The play covers about 22 years between 1968 and 1990. In that time a beloved wife dies, the widower takes up with one of her students, gives up on that. His hippieish daughter meets a somewhat twitty journalist, has a daughter, separates, and comes back to care for Dad. A Czech philosophy Grad student at Cambridge in 1968, where all these people are located, returns to Prague after the Russian invasion in 1968. He and his friends undergo numerous violations from the Commies in the course of the 22 years, with all the various political positions moving around (around the definition of what real dissent means). They trade girlfriends and suffer various misfortunes, and have occasional connections to the professor back in Cambridge.
And there is an ongoing connection to rock music, which is integrated, I suspect more brilliantly than I recognized (I did see a lot of wonderful connections between what the characters said and what was in the songs, but I imagine a grad student with the script would embarrass me).
At the end, after the Velvet Revolution, there is a lovely reunion of characters in Cambridge, and then in Prague, and this is a great piece of writing, as Stoppard keeps the surprises, and delights, coming.
There is much interesting political discussion and Stoppard frames it well. In fact, I think his 'Travesties' was what caused me to realize how godawful Lenin was, but now he is older and presents things in a more nuanced manner.
I think the intertwining of English and Czech themes is a really good idea for this period, as the Prague story is in the end so attractive, though he can show at what cost. I went out of my way a couple of years ago to spend a few days in Prague and the official city tours quite rightly emphasize key and awful and great events from 1968 and 1989.
But this was no crass political game - Stoppard presents a complex lovely story about three generations who lived around those 20-odd years, and there is NO character I could not like. That is the sort of play I like, even when I find all of them somewhat alien. That is playwriting.
And then there is putting the play on to maintain that. And this was done, In fact as I look at the original cast in London, I still think that Kenneth Welsh, Shaun Smyth, and Fiona Reid in the main roles beat that casting. Toronto is an impressive theatrical city. And the supporting roles were all superb.
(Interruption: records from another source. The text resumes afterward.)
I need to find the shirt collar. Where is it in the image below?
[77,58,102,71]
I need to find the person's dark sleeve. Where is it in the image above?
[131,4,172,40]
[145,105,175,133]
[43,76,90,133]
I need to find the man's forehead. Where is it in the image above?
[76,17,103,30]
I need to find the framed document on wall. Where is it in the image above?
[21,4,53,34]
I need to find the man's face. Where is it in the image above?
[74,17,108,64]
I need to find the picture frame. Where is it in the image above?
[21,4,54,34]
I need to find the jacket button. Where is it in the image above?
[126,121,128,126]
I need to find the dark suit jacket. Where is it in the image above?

I need to toss in a bit about Fiona Reid. Is there any age in her life where she could not play someone of some other crazily different age? Not that I know. She did it at the start of her career and she is great at it now.
I expected a play mostly dominated by political interest but as the play closed, and I was wiping off tears, they were not primarily about the politics, they were about the life courses, and how it was going for people who had fought hard to make good lives, and how hard that could be.
Thanks Tom Stoppard!
A couple of small points. I never bothered with Pink Floyd, and he makes a case for them to me. I love his use of Syd Barrett (and of Alice's side in wanting to protect him) as a substitute for the Dionysian, well, and of Sappho .
Also, I must say, as a total new fan of Glee, I am glad to see that their excellent form was anticipated by Stoppard (and Cabaret and the whole history of the American musical) - he does a great job of making the rock and roll interventions relevant to the current plot.
I regret only that these comments are available only in the last performance of the show, so I am not selling more tickets for the company.